Question

Tricky calc 2 question. How do you cut a pizza into 3 slices of equal area with 2 parallel cuts? Radius is 7. I have gotten this far:
I took the integral from 0 to c, of the equation of a circle y=sqrt(49-x^2) and ultimately set it equal to the area of 1/3rd of the Quadrant I quarter.
I solved the integral using trig substitution but end up with an equation that I can't solve for c, without a calculator. WE are supposed to get to an approx. solution without a calculator/graphing calculator.
She said if we get to the point I am at, we have went the wrong way.
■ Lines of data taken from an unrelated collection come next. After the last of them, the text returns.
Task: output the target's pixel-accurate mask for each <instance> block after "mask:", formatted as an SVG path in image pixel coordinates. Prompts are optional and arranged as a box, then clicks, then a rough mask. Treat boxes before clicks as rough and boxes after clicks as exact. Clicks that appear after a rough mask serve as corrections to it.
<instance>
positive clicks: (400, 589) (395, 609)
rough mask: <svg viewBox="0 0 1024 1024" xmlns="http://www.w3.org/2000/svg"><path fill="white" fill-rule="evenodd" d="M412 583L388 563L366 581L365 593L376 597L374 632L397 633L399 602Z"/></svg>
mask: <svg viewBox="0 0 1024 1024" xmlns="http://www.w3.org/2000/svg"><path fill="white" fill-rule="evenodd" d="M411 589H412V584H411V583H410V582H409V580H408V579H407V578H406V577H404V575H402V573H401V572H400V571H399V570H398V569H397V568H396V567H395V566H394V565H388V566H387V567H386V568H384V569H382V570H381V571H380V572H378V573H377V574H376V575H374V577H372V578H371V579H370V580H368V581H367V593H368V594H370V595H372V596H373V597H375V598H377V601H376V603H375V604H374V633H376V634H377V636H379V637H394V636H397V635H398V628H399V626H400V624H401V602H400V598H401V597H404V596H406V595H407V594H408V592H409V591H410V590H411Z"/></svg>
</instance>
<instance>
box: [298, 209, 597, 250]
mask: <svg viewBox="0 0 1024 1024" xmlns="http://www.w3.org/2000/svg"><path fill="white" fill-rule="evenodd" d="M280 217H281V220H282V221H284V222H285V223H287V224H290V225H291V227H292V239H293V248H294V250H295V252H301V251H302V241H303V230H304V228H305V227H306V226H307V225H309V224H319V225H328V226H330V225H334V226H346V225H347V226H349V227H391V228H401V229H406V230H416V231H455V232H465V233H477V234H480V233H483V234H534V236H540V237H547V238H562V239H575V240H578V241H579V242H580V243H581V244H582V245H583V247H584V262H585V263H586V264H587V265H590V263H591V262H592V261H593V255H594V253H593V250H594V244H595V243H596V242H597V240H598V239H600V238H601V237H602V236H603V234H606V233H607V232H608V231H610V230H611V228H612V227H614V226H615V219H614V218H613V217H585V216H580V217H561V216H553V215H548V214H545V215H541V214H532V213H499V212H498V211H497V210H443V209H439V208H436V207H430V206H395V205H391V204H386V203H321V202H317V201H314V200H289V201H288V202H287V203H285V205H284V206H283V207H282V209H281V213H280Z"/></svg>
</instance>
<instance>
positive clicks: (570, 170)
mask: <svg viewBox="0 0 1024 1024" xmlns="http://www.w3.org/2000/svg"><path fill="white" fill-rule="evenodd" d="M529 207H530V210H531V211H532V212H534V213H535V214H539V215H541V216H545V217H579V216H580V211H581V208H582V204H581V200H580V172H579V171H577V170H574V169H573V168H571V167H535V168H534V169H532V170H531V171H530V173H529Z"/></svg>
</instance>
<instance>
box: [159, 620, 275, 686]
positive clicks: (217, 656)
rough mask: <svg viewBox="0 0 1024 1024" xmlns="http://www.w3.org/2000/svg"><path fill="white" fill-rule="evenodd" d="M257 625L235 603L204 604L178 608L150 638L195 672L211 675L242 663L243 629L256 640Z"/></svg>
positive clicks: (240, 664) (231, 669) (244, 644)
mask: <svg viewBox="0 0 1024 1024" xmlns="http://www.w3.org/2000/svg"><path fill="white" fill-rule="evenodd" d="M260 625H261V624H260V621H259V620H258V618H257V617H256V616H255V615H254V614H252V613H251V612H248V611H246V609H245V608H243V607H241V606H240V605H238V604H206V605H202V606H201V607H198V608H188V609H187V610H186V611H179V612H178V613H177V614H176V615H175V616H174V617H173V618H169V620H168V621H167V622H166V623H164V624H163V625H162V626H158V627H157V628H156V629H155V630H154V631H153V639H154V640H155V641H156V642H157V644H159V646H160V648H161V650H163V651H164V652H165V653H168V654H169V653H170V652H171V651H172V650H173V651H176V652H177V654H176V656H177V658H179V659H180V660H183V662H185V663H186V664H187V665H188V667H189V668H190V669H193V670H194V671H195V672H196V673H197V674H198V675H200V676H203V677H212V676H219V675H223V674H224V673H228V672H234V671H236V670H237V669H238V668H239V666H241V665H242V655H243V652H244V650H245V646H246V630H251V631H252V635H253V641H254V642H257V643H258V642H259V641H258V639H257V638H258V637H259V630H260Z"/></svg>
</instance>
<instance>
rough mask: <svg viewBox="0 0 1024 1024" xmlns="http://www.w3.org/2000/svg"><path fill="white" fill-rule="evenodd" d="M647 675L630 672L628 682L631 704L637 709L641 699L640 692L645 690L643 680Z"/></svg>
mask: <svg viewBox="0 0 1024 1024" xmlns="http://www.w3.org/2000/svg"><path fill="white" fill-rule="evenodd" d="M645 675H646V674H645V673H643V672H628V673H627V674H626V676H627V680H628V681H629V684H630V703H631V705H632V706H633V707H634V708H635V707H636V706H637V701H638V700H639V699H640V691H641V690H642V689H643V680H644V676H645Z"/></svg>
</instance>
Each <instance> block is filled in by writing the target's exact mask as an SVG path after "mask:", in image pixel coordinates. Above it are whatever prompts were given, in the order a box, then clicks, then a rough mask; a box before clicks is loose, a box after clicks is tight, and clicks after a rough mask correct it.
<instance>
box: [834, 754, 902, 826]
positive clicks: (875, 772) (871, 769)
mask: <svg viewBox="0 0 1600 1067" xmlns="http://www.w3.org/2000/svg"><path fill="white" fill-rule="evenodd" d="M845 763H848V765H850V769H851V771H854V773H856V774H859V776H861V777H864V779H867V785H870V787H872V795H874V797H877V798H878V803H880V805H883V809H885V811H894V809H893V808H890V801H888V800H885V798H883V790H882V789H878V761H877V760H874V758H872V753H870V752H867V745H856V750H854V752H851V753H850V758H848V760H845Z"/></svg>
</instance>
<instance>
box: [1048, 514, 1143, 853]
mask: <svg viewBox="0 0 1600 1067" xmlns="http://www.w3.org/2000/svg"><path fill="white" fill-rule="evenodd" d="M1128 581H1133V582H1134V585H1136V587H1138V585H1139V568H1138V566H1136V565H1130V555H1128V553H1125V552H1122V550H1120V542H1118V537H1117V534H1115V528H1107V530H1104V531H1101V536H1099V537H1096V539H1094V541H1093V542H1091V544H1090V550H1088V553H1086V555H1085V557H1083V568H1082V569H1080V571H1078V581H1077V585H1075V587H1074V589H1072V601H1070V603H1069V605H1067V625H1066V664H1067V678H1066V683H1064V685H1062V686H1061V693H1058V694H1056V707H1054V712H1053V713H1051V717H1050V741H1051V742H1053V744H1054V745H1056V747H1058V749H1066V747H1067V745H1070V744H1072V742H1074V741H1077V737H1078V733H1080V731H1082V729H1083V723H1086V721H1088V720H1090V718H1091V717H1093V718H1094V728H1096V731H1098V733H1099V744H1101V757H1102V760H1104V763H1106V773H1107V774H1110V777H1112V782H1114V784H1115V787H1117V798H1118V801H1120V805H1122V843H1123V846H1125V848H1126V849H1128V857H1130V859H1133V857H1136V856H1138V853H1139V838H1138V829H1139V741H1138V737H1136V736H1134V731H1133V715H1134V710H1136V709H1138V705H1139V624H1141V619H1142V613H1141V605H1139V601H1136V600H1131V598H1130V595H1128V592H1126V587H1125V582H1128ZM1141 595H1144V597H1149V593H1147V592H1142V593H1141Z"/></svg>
I'm baffled.
Anyone?

Answer 1

\[1/2(c \sqrt{49-c^2}+49\sin^{-1} (\frac{ c }{ 7 }))=49\pi/12\]the integral solved is:

Answer 2

this came from \[\int\limits_{0}^{c}\sqrt{49-x^2}dx\]
using trig sub x=7sin(theta)

Answer 3

I have an idea, you consider whether that helps or not. I consider just 1/4 of the circle, at quadrant 1 and take integral of the circle from 0 to 7. by that way, i get the area under the curve and divided by 3 to get 1/3 part of that .from that find out the "cut" to improve it into other parts

Answer 4

I actually thought of this, I hadn't executed it tho. The issue is, when I evaluate it, will it give me the point where the cut needs to be made? If not, how do I get the point from what I solve?

Answer 5

A = pi * r^2 = 49 pi
make integral from c to 7 = 49 pi and solve for c

Answer 6

sorry , divide by 3

Answer 7

what? how can I solve it with a c in it? I can't use a calculator

Answer 8

do you try go backward like this: after take integral, you have something and replace 7 and 0 to that to get the answer, now you have 1/3 of Area, get c as POstrOn says you solve for c. I agree with him

Answer 9

hmm, oky, lemme attempt that

Answer 10

find the integral and split it with F(7) - F(c)